WHEN NO ONE IS WATCHING by Alyssa Cole is one of the big, buzzy books of this fall, with good reason. While psychological thrillers are not my usual reading fare (because I am a scaredy cat), I adore Cole’s romances and the setting of this book — a gentrifying Brooklyn neighborhood, from the point of view of a longtime resident as opposed to a newcomer — was immensely appealing. Marketed as “Rear Window meets Get Out,” it’s a spooky, propulsive story that verges on horror and doesn’t shy away from social commentary.

Sydney Green has returned to her childhood home in Brooklyn after a traumatic divorce. Her mother is ailing, her job prospects have dwindled, and her people skills are…wanting. But Gifford Place, a largely Black neighborhood, is changing — longtime residents are moving away and familiar stores are shuttering, replaced by wealthy hipsters, upmarket boutiques, and a cutting-edge medical clinic. The changes leave Sydney feeling unmoored, and so she begins a research project into the history of Gifford Place, hoping to create a walking tour that recognizes the lives and importance of the neighborhood’s Black residents. Her unlikely assistant is white newcomer Theo, who shares a nearby brownstone with his entitled ex-girlfriend and is harboring secrets of his own.

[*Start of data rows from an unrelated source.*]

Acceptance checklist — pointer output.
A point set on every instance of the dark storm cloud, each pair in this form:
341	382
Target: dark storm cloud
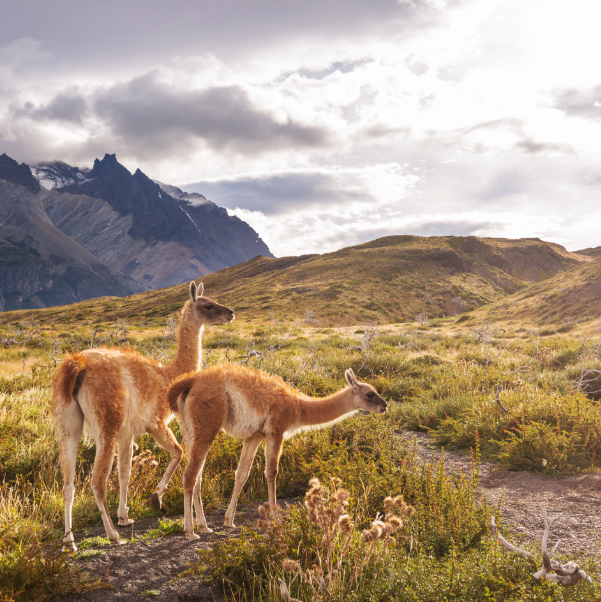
146	112
66	107
279	193
580	103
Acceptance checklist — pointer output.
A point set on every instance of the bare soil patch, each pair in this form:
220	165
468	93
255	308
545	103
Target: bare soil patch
520	493
154	564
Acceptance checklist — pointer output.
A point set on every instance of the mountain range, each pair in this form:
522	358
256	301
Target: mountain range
392	279
69	234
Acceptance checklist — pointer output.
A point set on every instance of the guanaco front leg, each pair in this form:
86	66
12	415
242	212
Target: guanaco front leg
244	465
273	449
166	439
192	486
125	450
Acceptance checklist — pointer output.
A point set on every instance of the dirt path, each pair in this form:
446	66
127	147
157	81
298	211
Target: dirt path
152	564
520	493
136	569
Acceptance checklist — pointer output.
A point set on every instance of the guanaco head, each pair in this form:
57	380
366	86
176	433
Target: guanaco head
365	397
205	309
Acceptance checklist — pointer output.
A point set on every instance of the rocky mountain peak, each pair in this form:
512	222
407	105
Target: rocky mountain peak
11	171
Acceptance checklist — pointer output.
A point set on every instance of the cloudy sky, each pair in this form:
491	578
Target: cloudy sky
325	123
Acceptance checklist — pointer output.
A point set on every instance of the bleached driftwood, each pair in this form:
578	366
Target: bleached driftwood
565	574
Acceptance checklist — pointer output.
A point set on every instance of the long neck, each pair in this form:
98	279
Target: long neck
189	351
314	412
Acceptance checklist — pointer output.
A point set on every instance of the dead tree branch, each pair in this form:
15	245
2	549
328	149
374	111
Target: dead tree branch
566	575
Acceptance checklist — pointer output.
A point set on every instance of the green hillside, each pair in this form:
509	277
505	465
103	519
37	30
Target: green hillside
565	299
387	280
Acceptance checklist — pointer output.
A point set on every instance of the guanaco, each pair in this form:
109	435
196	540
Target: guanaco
118	394
253	406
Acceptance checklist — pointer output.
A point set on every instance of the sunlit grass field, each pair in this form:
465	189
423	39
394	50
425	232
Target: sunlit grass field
441	376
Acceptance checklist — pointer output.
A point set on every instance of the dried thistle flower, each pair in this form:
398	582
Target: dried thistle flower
343	495
368	535
263	510
377	527
395	522
345	523
290	566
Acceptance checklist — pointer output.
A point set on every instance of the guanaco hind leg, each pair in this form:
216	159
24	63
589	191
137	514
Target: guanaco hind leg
273	449
105	452
166	439
244	465
69	426
125	450
192	486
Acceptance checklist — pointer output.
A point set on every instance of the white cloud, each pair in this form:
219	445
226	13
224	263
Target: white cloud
475	116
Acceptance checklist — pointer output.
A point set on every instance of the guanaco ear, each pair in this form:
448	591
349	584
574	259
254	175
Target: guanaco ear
351	379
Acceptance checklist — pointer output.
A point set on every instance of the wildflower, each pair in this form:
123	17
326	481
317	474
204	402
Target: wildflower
345	523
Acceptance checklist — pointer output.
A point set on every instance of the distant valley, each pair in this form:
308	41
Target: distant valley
68	234
392	279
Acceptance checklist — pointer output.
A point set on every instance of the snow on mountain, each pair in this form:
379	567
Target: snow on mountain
57	174
177	193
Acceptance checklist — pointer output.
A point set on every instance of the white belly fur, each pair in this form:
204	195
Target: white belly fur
242	421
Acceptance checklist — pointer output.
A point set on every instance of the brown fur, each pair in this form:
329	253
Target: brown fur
120	394
180	385
254	406
63	380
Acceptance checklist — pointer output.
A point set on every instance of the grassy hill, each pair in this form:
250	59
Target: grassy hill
387	280
563	300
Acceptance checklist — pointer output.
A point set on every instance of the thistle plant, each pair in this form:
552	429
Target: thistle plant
345	553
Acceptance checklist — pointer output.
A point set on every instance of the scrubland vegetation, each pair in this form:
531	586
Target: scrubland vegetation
378	523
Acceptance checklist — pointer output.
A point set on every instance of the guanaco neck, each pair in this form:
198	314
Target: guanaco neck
189	350
314	412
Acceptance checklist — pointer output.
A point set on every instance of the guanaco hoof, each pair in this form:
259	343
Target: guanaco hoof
123	522
155	500
118	541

As Sydney digs deeper into the history of Gifford Place, she has a series of unsettling encounters that might be nefarious — or might just be paranoia. Even as Theo and Sydney begin to develop feelings for each other, gradually revealing their own secrets and misdeeds, the story escalates from creeping dread to outright terror — and it all leads to a cinema-worthy ending sequence.

Make no mistake: WHEN NO ONE IS WATCHING is, as promised, a tense, twisty psychological thriller — but it’s also a visceral lesson in both the history of systemic racism and its present-day dangers. Most of all, it’s a book that will have you talking and thinking long after you close the cover.